Sampah plastik mencemari lingkungan

Apa yang tidak dapat didaur ulang sebagian dikeringkan dan digunakan oleh pabrik untuk pemanasan. Ini akan melepaskan zat beracun, termasuk dioksin. Pada tahun 2019, Nexus3 dan Ecoton melaporkan bahwa telur dari ayam buras di dekat pabrik ini mengandung dioksin tingkat tinggi.

Bahan sisa terakhir mencemari sungai atau pantai. Pada awal Juni di Jenewa, lebih dari 180 negara peserta Konvensi Basel akan menilai apakah peraturan ekspor yang ketat telah dipatuhi.

Ekspor sampah plastik dari Jerman menurun. Menurut Asosiasi Federal untuk Pengelolaan Limbah Jerman, Pengelolaan Air dan Bahan Baku (BDE), pada tahun 2021 adalah 766.000 ton – lebih dari perkiraan pada Januari (697.000 ton), tetapi masih rendah.

Ini mungkin sebagian karena pandemi Corona, kata juru bicara BDE Bernhard Chudrowski. Namun, trennya sedikit menurun selama beberapa tahun. Indonesia jarang berperan dalam sampah Jerman, sebagian besar masuk ke Belanda dan Turki.

Plastik adalah bahan mentah yang berharga untuk perdagangan global

Plastik adalah bahan mentah yang berharga, kata Chudrovsky: “Perdagangan dunia bertahan dari pertukaran barang internasional. Ini juga berlaku untuk limbah, karena merupakan bahan mentah yang dapat didaur ulang yang merupakan komoditas.” Asosiasi yakin, sebagian besar ekspor sudah disortir dan diproses dengan baik di negara tujuan. “Tentu saja, pengiriman limbah ilegal harus ditindak tegas,” kata Chudrovsky.
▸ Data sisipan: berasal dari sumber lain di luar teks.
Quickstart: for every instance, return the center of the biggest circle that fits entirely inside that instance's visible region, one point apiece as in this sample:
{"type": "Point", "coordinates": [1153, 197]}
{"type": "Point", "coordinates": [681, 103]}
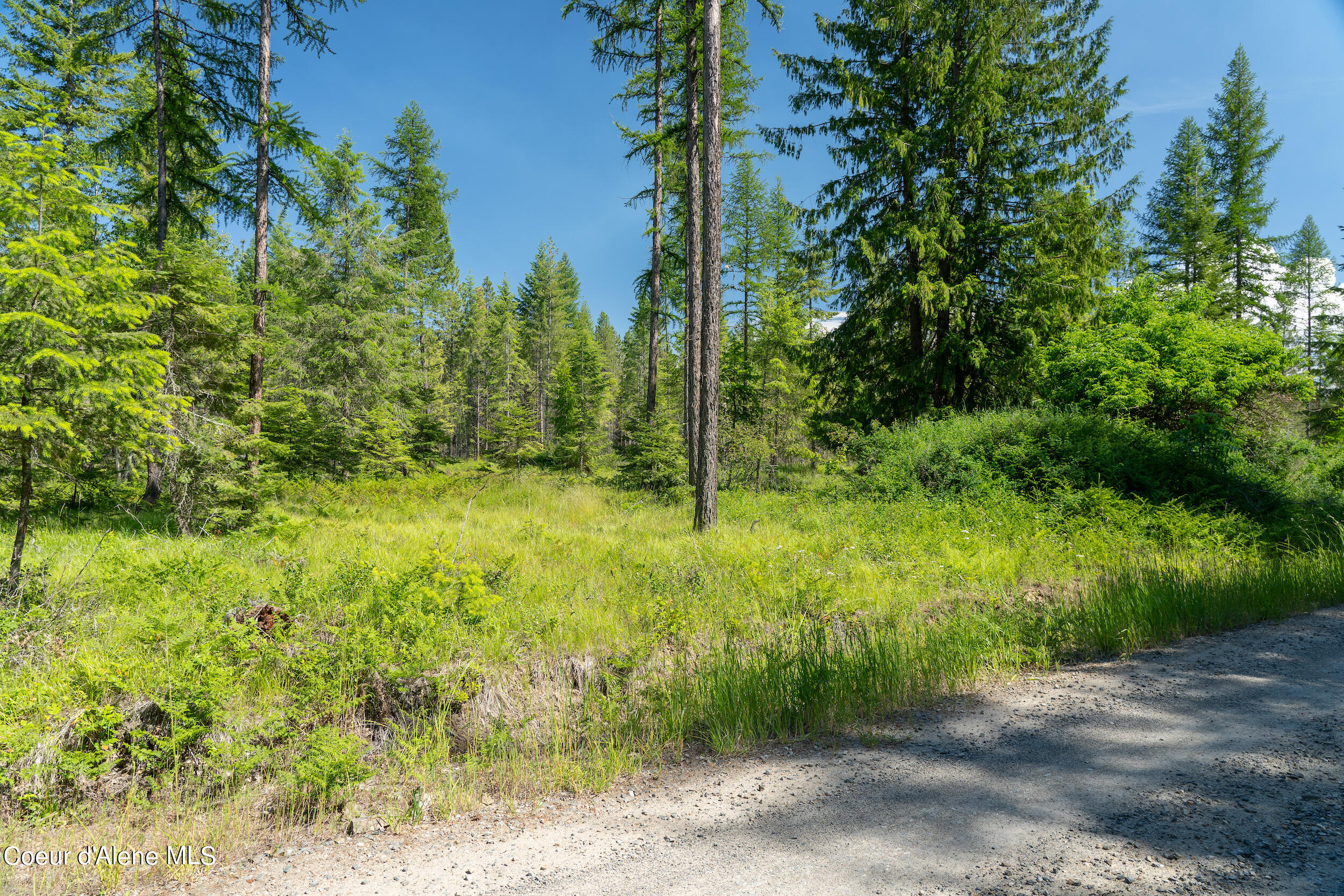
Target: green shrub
{"type": "Point", "coordinates": [1073, 460]}
{"type": "Point", "coordinates": [327, 762]}
{"type": "Point", "coordinates": [1157, 356]}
Ilmuwan lingkungan Jim Beckett, direktur eksekutif Basel Action Network, mengatakan sampah plastik dari rumah tidak dapat diklasifikasikan dengan sempurna seperti yang diperlukan untuk ekspor legal. Plastik juga tidak dianggap sebagai bahan mentah yang berharga. Di satu sisi, bahannya terdiri dari segudang polimer yang berbeda dan aditif yang berbahaya bagi lingkungan. Di sisi lain, plastik menjadi sangat lemah selama daur ulang sehingga hanya dapat bertahan satu atau dua siklus, dan produk baru selalu membutuhkan sebagian besar plastik segar.

Hanya satu hal yang membantu: gunakan lebih sedikit plastik. “Ini seperti banjir di kamar mandi,” kata Beckett, “Anda tidak bisa mengelap kainnya terlebih dahulu, Anda mematikan kerannya terlebih dahulu.” Sampai saat itu, Anda harus menjaga kotoran di negara Anda sendiri, perwakilan Greenpeace Santin bertanya: “Jerman bangga bahwa semuanya secara teknis terkendali, jadi juga harus bisa mendaur ulang sampah yang menumpuk di sini.”